My Year recap in the Open-Source world

In 2022 I discovered many technologies and tried so many new things. I moved from an interest in machine learning to web development and then realized that I hated the frontend dev and decided to stick with backend development. Among all of that, the exciting thing I discovered was open-source. I used to hear people talking about it. I never dig into it, but this year "I mean 2022," I found out about that. One issue I was dealing with last year was whether I needed an internship or not. (Looking for your 1st meaningful software internship is probably the hardest thing I did last year. I may write another article to talk about that.) While waiting to find an internship, I started contributing to open-source, and it's probably one of the best financial decisions I made this year ( I wasn't earning money ), but contributing to open-source helped me level up my skills. It gave me the feeling of a working environment while working on projects maintained by hundreds of engineers worldwide. I worked with many fantastic engineers who gave me helpful feedback on my code. People often complain about how hard it is to contribute to open-source projects and that it is challenging to solve issues.

Still, they should stop finding stupid excuses and start contributing. Open source is an opportunity a learn new technologies. My first contribution was writing a unit test with 100% coverage. They were nests at the backend, I didn't know anything about NestJS, but I did it. I went through the code base and spent some time understanding it, figuring out how to implement it, and did it. My first pull request wasn't accepted immediately, and when everything was fine, I failed to pass the CI/CD check, but I did it at the end of the day. If you want to contribute, do it. There are multiple youtube videos out there that can help make your first contribution. Therefore, after reading, you can start looking for an open-source project that fits your interest and begin contributing.

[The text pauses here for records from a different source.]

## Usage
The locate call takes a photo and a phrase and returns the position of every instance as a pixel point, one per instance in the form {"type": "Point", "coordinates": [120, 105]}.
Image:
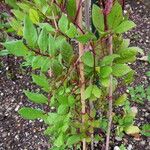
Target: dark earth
{"type": "Point", "coordinates": [19, 134]}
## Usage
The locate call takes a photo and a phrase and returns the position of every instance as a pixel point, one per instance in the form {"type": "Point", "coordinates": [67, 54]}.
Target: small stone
{"type": "Point", "coordinates": [118, 139]}
{"type": "Point", "coordinates": [129, 147]}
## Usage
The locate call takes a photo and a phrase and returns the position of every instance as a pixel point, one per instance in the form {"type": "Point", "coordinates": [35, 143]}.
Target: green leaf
{"type": "Point", "coordinates": [18, 14]}
{"type": "Point", "coordinates": [105, 71]}
{"type": "Point", "coordinates": [63, 23]}
{"type": "Point", "coordinates": [29, 32]}
{"type": "Point", "coordinates": [47, 26]}
{"type": "Point", "coordinates": [43, 40]}
{"type": "Point", "coordinates": [41, 81]}
{"type": "Point", "coordinates": [96, 91]}
{"type": "Point", "coordinates": [16, 48]}
{"type": "Point", "coordinates": [146, 130]}
{"type": "Point", "coordinates": [124, 26]}
{"type": "Point", "coordinates": [121, 100]}
{"type": "Point", "coordinates": [63, 109]}
{"type": "Point", "coordinates": [120, 70]}
{"type": "Point", "coordinates": [107, 60]}
{"type": "Point", "coordinates": [71, 33]}
{"type": "Point", "coordinates": [73, 139]}
{"type": "Point", "coordinates": [59, 141]}
{"type": "Point", "coordinates": [71, 100]}
{"type": "Point", "coordinates": [34, 16]}
{"type": "Point", "coordinates": [88, 91]}
{"type": "Point", "coordinates": [66, 51]}
{"type": "Point", "coordinates": [56, 67]}
{"type": "Point", "coordinates": [36, 97]}
{"type": "Point", "coordinates": [98, 18]}
{"type": "Point", "coordinates": [88, 59]}
{"type": "Point", "coordinates": [105, 82]}
{"type": "Point", "coordinates": [71, 8]}
{"type": "Point", "coordinates": [131, 130]}
{"type": "Point", "coordinates": [11, 3]}
{"type": "Point", "coordinates": [30, 113]}
{"type": "Point", "coordinates": [115, 17]}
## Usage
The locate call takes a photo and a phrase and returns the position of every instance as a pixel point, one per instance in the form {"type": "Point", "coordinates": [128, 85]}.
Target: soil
{"type": "Point", "coordinates": [20, 134]}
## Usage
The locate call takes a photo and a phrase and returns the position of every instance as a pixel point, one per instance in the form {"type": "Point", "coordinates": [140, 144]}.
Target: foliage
{"type": "Point", "coordinates": [146, 130]}
{"type": "Point", "coordinates": [46, 33]}
{"type": "Point", "coordinates": [139, 94]}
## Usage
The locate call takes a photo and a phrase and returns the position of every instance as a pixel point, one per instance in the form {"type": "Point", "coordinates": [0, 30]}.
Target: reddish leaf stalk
{"type": "Point", "coordinates": [81, 69]}
{"type": "Point", "coordinates": [106, 11]}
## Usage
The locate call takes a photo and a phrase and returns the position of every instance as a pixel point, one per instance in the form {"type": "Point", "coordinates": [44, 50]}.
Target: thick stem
{"type": "Point", "coordinates": [81, 70]}
{"type": "Point", "coordinates": [87, 14]}
{"type": "Point", "coordinates": [110, 98]}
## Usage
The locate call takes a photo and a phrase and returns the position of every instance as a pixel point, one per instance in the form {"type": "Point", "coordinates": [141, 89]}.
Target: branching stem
{"type": "Point", "coordinates": [81, 68]}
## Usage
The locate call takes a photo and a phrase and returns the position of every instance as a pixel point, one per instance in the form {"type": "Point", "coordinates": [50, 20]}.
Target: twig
{"type": "Point", "coordinates": [81, 70]}
{"type": "Point", "coordinates": [110, 99]}
{"type": "Point", "coordinates": [106, 11]}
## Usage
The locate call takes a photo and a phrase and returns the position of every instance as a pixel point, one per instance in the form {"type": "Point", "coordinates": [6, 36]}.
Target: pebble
{"type": "Point", "coordinates": [118, 139]}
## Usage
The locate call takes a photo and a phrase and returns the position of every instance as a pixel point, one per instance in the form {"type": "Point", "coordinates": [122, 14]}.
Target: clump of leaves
{"type": "Point", "coordinates": [46, 32]}
{"type": "Point", "coordinates": [139, 94]}
{"type": "Point", "coordinates": [146, 130]}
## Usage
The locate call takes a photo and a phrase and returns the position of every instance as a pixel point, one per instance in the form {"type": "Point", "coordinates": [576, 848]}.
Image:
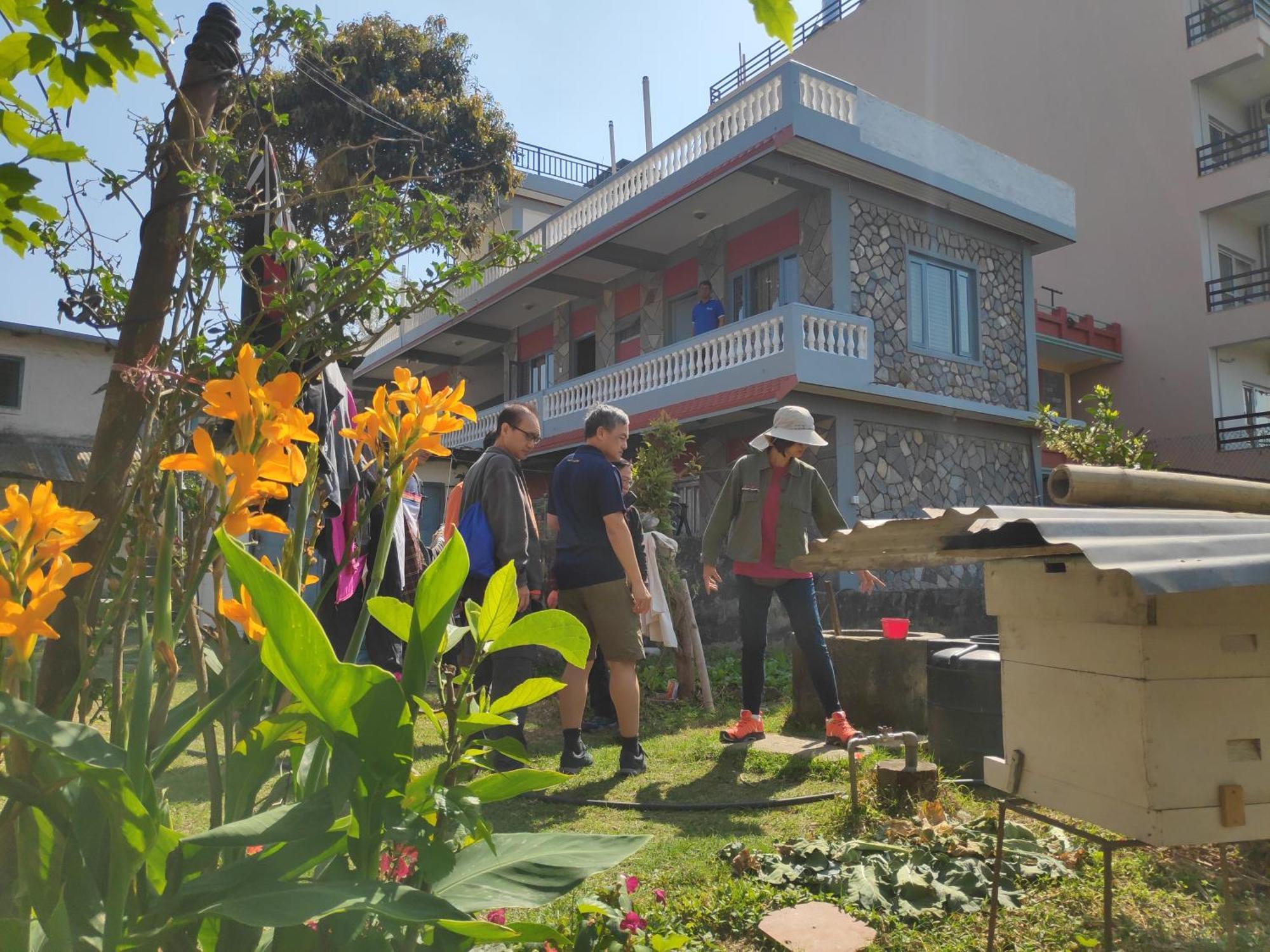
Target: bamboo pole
{"type": "Point", "coordinates": [1111, 486]}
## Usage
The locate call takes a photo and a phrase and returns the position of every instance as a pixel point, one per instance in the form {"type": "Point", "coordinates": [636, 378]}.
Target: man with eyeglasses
{"type": "Point", "coordinates": [497, 483]}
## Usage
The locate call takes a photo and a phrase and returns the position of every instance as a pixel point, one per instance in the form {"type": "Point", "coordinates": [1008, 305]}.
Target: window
{"type": "Point", "coordinates": [1053, 392]}
{"type": "Point", "coordinates": [538, 374]}
{"type": "Point", "coordinates": [943, 308]}
{"type": "Point", "coordinates": [11, 383]}
{"type": "Point", "coordinates": [764, 286]}
{"type": "Point", "coordinates": [585, 356]}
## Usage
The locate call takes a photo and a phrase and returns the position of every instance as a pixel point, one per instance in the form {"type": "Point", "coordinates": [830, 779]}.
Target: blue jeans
{"type": "Point", "coordinates": [798, 596]}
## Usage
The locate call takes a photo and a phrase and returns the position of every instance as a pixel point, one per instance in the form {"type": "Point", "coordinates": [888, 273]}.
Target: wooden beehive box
{"type": "Point", "coordinates": [1135, 713]}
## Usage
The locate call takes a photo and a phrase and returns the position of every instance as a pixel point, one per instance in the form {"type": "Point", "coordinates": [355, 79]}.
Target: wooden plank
{"type": "Point", "coordinates": [1064, 590]}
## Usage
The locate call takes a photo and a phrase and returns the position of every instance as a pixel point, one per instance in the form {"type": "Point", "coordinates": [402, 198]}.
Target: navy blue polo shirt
{"type": "Point", "coordinates": [707, 314]}
{"type": "Point", "coordinates": [585, 489]}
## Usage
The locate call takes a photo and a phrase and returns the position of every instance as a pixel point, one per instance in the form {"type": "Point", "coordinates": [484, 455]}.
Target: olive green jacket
{"type": "Point", "coordinates": [739, 512]}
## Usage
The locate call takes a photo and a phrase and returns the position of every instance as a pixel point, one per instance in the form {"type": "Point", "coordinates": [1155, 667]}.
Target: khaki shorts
{"type": "Point", "coordinates": [610, 620]}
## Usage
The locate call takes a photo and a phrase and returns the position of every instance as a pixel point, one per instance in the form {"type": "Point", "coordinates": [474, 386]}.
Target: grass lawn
{"type": "Point", "coordinates": [1165, 899]}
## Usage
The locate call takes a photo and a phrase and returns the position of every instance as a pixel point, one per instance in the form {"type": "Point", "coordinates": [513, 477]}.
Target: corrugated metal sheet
{"type": "Point", "coordinates": [35, 459]}
{"type": "Point", "coordinates": [1164, 550]}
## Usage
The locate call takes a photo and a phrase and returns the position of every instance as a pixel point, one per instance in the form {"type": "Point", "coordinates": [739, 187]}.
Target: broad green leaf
{"type": "Point", "coordinates": [493, 788]}
{"type": "Point", "coordinates": [552, 629]}
{"type": "Point", "coordinates": [363, 701]}
{"type": "Point", "coordinates": [435, 600]}
{"type": "Point", "coordinates": [498, 609]}
{"type": "Point", "coordinates": [530, 869]}
{"type": "Point", "coordinates": [297, 903]}
{"type": "Point", "coordinates": [528, 692]}
{"type": "Point", "coordinates": [778, 18]}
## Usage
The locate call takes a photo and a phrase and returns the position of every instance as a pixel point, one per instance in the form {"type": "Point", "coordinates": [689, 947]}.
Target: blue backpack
{"type": "Point", "coordinates": [479, 539]}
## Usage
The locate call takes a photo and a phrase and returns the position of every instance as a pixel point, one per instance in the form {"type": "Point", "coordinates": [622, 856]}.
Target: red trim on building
{"type": "Point", "coordinates": [535, 343]}
{"type": "Point", "coordinates": [1079, 329]}
{"type": "Point", "coordinates": [582, 323]}
{"type": "Point", "coordinates": [627, 301]}
{"type": "Point", "coordinates": [694, 409]}
{"type": "Point", "coordinates": [766, 241]}
{"type": "Point", "coordinates": [680, 279]}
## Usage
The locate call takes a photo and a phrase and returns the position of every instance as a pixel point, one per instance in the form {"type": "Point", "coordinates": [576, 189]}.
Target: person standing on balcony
{"type": "Point", "coordinates": [708, 313]}
{"type": "Point", "coordinates": [496, 483]}
{"type": "Point", "coordinates": [599, 578]}
{"type": "Point", "coordinates": [763, 513]}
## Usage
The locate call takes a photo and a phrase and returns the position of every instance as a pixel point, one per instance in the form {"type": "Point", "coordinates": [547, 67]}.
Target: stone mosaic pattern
{"type": "Point", "coordinates": [902, 470]}
{"type": "Point", "coordinates": [879, 275]}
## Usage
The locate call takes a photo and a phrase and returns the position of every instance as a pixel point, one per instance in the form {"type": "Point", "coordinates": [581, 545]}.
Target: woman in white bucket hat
{"type": "Point", "coordinates": [763, 512]}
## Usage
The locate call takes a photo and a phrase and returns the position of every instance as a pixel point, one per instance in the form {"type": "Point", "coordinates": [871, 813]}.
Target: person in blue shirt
{"type": "Point", "coordinates": [708, 312]}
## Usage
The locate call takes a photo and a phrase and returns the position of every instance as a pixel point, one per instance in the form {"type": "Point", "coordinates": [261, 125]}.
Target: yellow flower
{"type": "Point", "coordinates": [401, 427]}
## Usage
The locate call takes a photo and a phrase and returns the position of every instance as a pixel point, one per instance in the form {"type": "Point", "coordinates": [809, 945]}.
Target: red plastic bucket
{"type": "Point", "coordinates": [895, 628]}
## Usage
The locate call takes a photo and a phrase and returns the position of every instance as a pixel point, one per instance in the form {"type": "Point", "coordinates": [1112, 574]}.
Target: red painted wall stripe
{"type": "Point", "coordinates": [764, 242]}
{"type": "Point", "coordinates": [535, 343]}
{"type": "Point", "coordinates": [582, 323]}
{"type": "Point", "coordinates": [628, 301]}
{"type": "Point", "coordinates": [680, 279]}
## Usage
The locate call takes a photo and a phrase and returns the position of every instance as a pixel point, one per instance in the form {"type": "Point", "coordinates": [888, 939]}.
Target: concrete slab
{"type": "Point", "coordinates": [803, 747]}
{"type": "Point", "coordinates": [817, 927]}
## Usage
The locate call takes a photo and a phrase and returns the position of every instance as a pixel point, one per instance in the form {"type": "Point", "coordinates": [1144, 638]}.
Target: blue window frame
{"type": "Point", "coordinates": [943, 308]}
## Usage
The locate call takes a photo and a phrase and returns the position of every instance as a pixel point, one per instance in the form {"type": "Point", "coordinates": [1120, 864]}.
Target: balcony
{"type": "Point", "coordinates": [1213, 18]}
{"type": "Point", "coordinates": [1231, 152]}
{"type": "Point", "coordinates": [1244, 432]}
{"type": "Point", "coordinates": [1238, 290]}
{"type": "Point", "coordinates": [708, 374]}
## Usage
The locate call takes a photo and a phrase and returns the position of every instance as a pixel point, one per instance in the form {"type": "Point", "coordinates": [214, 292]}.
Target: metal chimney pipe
{"type": "Point", "coordinates": [648, 119]}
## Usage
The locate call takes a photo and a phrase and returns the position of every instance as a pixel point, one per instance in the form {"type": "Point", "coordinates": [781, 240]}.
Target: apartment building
{"type": "Point", "coordinates": [1156, 112]}
{"type": "Point", "coordinates": [874, 266]}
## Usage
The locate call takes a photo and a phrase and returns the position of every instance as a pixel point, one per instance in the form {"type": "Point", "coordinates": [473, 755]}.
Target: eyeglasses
{"type": "Point", "coordinates": [535, 439]}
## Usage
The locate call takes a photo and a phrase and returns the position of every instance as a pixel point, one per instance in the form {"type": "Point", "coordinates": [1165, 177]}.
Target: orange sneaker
{"type": "Point", "coordinates": [839, 731]}
{"type": "Point", "coordinates": [749, 728]}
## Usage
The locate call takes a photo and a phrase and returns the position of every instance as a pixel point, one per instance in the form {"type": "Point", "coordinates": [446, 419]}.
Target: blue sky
{"type": "Point", "coordinates": [561, 69]}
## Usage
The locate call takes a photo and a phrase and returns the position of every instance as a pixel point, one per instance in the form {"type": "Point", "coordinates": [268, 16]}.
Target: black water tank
{"type": "Point", "coordinates": [963, 704]}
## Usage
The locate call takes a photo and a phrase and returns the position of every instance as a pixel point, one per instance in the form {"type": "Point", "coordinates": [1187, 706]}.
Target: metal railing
{"type": "Point", "coordinates": [1212, 18]}
{"type": "Point", "coordinates": [778, 51]}
{"type": "Point", "coordinates": [557, 166]}
{"type": "Point", "coordinates": [1239, 290]}
{"type": "Point", "coordinates": [1244, 432]}
{"type": "Point", "coordinates": [1236, 149]}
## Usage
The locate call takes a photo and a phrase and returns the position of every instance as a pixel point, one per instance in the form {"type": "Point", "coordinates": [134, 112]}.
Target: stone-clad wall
{"type": "Point", "coordinates": [901, 470]}
{"type": "Point", "coordinates": [881, 243]}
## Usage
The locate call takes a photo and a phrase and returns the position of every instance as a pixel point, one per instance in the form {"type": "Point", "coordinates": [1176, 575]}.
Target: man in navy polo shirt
{"type": "Point", "coordinates": [600, 583]}
{"type": "Point", "coordinates": [708, 312]}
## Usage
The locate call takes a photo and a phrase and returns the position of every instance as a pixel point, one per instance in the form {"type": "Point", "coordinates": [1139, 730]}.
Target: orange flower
{"type": "Point", "coordinates": [403, 426]}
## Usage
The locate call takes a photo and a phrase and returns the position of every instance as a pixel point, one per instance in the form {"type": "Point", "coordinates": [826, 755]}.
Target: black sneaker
{"type": "Point", "coordinates": [573, 761]}
{"type": "Point", "coordinates": [631, 765]}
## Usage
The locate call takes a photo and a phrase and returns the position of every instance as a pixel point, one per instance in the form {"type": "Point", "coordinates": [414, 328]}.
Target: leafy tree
{"type": "Point", "coordinates": [1103, 441]}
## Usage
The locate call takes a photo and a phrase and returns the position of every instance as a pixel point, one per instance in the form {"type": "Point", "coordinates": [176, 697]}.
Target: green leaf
{"type": "Point", "coordinates": [435, 600]}
{"type": "Point", "coordinates": [552, 629]}
{"type": "Point", "coordinates": [297, 903]}
{"type": "Point", "coordinates": [528, 692]}
{"type": "Point", "coordinates": [363, 701]}
{"type": "Point", "coordinates": [493, 788]}
{"type": "Point", "coordinates": [500, 606]}
{"type": "Point", "coordinates": [778, 18]}
{"type": "Point", "coordinates": [530, 869]}
{"type": "Point", "coordinates": [57, 149]}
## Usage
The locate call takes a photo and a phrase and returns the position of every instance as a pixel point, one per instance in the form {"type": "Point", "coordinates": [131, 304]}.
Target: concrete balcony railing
{"type": "Point", "coordinates": [813, 345]}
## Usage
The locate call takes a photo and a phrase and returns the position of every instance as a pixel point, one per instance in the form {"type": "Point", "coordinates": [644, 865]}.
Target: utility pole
{"type": "Point", "coordinates": [211, 59]}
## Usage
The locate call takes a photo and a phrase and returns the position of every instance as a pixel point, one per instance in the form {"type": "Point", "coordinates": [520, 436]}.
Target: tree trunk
{"type": "Point", "coordinates": [210, 62]}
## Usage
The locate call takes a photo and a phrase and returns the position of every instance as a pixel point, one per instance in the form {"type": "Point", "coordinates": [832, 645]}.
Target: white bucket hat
{"type": "Point", "coordinates": [792, 423]}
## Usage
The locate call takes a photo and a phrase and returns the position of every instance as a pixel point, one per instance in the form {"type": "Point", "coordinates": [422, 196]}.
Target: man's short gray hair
{"type": "Point", "coordinates": [604, 417]}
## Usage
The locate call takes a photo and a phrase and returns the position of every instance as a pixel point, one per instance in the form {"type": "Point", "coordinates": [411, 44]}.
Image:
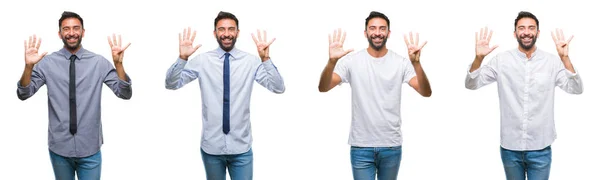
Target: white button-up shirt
{"type": "Point", "coordinates": [526, 92]}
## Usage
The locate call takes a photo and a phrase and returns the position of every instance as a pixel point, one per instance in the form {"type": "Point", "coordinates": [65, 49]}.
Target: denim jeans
{"type": "Point", "coordinates": [239, 166]}
{"type": "Point", "coordinates": [368, 162]}
{"type": "Point", "coordinates": [87, 168]}
{"type": "Point", "coordinates": [533, 164]}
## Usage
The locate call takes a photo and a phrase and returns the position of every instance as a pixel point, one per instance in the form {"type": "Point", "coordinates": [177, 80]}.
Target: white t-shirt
{"type": "Point", "coordinates": [376, 90]}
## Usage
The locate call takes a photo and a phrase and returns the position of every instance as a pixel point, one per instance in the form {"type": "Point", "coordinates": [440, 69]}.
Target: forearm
{"type": "Point", "coordinates": [26, 77]}
{"type": "Point", "coordinates": [326, 76]}
{"type": "Point", "coordinates": [424, 86]}
{"type": "Point", "coordinates": [120, 71]}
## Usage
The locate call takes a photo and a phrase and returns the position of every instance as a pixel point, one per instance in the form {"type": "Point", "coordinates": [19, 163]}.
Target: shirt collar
{"type": "Point", "coordinates": [524, 56]}
{"type": "Point", "coordinates": [81, 53]}
{"type": "Point", "coordinates": [233, 53]}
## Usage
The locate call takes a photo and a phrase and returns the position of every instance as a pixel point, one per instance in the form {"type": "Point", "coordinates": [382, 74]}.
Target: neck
{"type": "Point", "coordinates": [377, 53]}
{"type": "Point", "coordinates": [528, 52]}
{"type": "Point", "coordinates": [73, 51]}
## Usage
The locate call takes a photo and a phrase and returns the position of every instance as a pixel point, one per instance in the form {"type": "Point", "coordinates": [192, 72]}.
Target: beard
{"type": "Point", "coordinates": [71, 46]}
{"type": "Point", "coordinates": [376, 47]}
{"type": "Point", "coordinates": [222, 38]}
{"type": "Point", "coordinates": [527, 47]}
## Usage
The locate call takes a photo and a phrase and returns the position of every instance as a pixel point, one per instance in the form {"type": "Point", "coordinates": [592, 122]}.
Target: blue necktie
{"type": "Point", "coordinates": [226, 94]}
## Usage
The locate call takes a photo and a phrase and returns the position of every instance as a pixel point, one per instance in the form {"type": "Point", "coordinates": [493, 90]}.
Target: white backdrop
{"type": "Point", "coordinates": [301, 134]}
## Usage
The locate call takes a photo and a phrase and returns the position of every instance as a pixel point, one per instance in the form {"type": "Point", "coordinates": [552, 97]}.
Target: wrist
{"type": "Point", "coordinates": [265, 58]}
{"type": "Point", "coordinates": [183, 57]}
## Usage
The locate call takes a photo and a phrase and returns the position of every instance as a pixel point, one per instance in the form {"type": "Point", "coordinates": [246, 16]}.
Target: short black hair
{"type": "Point", "coordinates": [375, 14]}
{"type": "Point", "coordinates": [226, 15]}
{"type": "Point", "coordinates": [525, 14]}
{"type": "Point", "coordinates": [69, 14]}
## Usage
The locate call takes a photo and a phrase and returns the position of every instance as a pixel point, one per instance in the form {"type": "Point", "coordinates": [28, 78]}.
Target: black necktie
{"type": "Point", "coordinates": [226, 94]}
{"type": "Point", "coordinates": [72, 95]}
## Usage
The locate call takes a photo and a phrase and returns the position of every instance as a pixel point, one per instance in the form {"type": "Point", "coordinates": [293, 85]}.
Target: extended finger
{"type": "Point", "coordinates": [254, 38]}
{"type": "Point", "coordinates": [270, 42]}
{"type": "Point", "coordinates": [120, 40]}
{"type": "Point", "coordinates": [481, 33]}
{"type": "Point", "coordinates": [420, 47]}
{"type": "Point", "coordinates": [260, 39]}
{"type": "Point", "coordinates": [126, 47]}
{"type": "Point", "coordinates": [38, 44]}
{"type": "Point", "coordinates": [417, 39]}
{"type": "Point", "coordinates": [193, 36]}
{"type": "Point", "coordinates": [187, 36]}
{"type": "Point", "coordinates": [485, 33]}
{"type": "Point", "coordinates": [265, 36]}
{"type": "Point", "coordinates": [109, 41]}
{"type": "Point", "coordinates": [343, 38]}
{"type": "Point", "coordinates": [115, 40]}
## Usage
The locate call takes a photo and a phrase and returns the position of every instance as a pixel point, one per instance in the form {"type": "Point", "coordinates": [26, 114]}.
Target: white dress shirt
{"type": "Point", "coordinates": [526, 92]}
{"type": "Point", "coordinates": [208, 69]}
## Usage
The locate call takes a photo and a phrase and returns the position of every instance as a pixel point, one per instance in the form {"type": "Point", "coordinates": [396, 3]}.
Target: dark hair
{"type": "Point", "coordinates": [375, 14]}
{"type": "Point", "coordinates": [525, 14]}
{"type": "Point", "coordinates": [68, 14]}
{"type": "Point", "coordinates": [226, 15]}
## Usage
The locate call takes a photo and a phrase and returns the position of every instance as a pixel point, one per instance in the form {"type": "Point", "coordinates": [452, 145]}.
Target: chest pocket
{"type": "Point", "coordinates": [543, 81]}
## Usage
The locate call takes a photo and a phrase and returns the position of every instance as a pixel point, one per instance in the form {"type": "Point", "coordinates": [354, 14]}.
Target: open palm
{"type": "Point", "coordinates": [186, 44]}
{"type": "Point", "coordinates": [562, 45]}
{"type": "Point", "coordinates": [31, 51]}
{"type": "Point", "coordinates": [336, 45]}
{"type": "Point", "coordinates": [414, 49]}
{"type": "Point", "coordinates": [117, 50]}
{"type": "Point", "coordinates": [482, 40]}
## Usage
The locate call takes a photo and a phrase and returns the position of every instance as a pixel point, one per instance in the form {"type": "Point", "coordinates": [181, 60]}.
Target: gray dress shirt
{"type": "Point", "coordinates": [208, 69]}
{"type": "Point", "coordinates": [92, 70]}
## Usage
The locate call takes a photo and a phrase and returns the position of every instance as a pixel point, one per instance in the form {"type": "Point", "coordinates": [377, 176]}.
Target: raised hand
{"type": "Point", "coordinates": [31, 50]}
{"type": "Point", "coordinates": [562, 46]}
{"type": "Point", "coordinates": [186, 44]}
{"type": "Point", "coordinates": [414, 49]}
{"type": "Point", "coordinates": [482, 42]}
{"type": "Point", "coordinates": [117, 50]}
{"type": "Point", "coordinates": [262, 45]}
{"type": "Point", "coordinates": [336, 45]}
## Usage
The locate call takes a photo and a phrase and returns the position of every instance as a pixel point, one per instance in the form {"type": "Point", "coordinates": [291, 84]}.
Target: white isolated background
{"type": "Point", "coordinates": [301, 134]}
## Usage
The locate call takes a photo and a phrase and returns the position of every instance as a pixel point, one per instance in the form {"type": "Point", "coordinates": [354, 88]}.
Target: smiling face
{"type": "Point", "coordinates": [71, 32]}
{"type": "Point", "coordinates": [377, 32]}
{"type": "Point", "coordinates": [226, 32]}
{"type": "Point", "coordinates": [526, 33]}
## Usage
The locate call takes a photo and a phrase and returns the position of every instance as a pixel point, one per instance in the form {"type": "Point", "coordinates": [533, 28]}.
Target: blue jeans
{"type": "Point", "coordinates": [87, 168]}
{"type": "Point", "coordinates": [370, 161]}
{"type": "Point", "coordinates": [533, 164]}
{"type": "Point", "coordinates": [239, 165]}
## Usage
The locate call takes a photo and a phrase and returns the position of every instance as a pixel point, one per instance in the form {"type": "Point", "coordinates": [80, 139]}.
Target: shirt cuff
{"type": "Point", "coordinates": [268, 65]}
{"type": "Point", "coordinates": [473, 74]}
{"type": "Point", "coordinates": [572, 75]}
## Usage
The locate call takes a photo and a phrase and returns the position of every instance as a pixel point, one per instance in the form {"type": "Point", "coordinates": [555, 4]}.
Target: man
{"type": "Point", "coordinates": [74, 76]}
{"type": "Point", "coordinates": [376, 75]}
{"type": "Point", "coordinates": [226, 77]}
{"type": "Point", "coordinates": [526, 79]}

After finding the right project, before making any contribution, always go through the documentation first. It has everything you need to help you start and understand how the project is structured. Usually, people don't even read the documentation and come later to ask stupid questions or see their pull requests being rejected because it only fits some of the requirements. One thing I learned in open-source is that communication is the key but don't ask stupid questions and don't expect to find every answer to your questions or someone to come to tell you what to do and how to implement it. Most of the time, you must figure out things on your own, and that's how you learn. Don't pretend if you don't know something that you don't know. Contributing to an open-source project is worthier than personal projects and gives you many opportunities you can't imagine.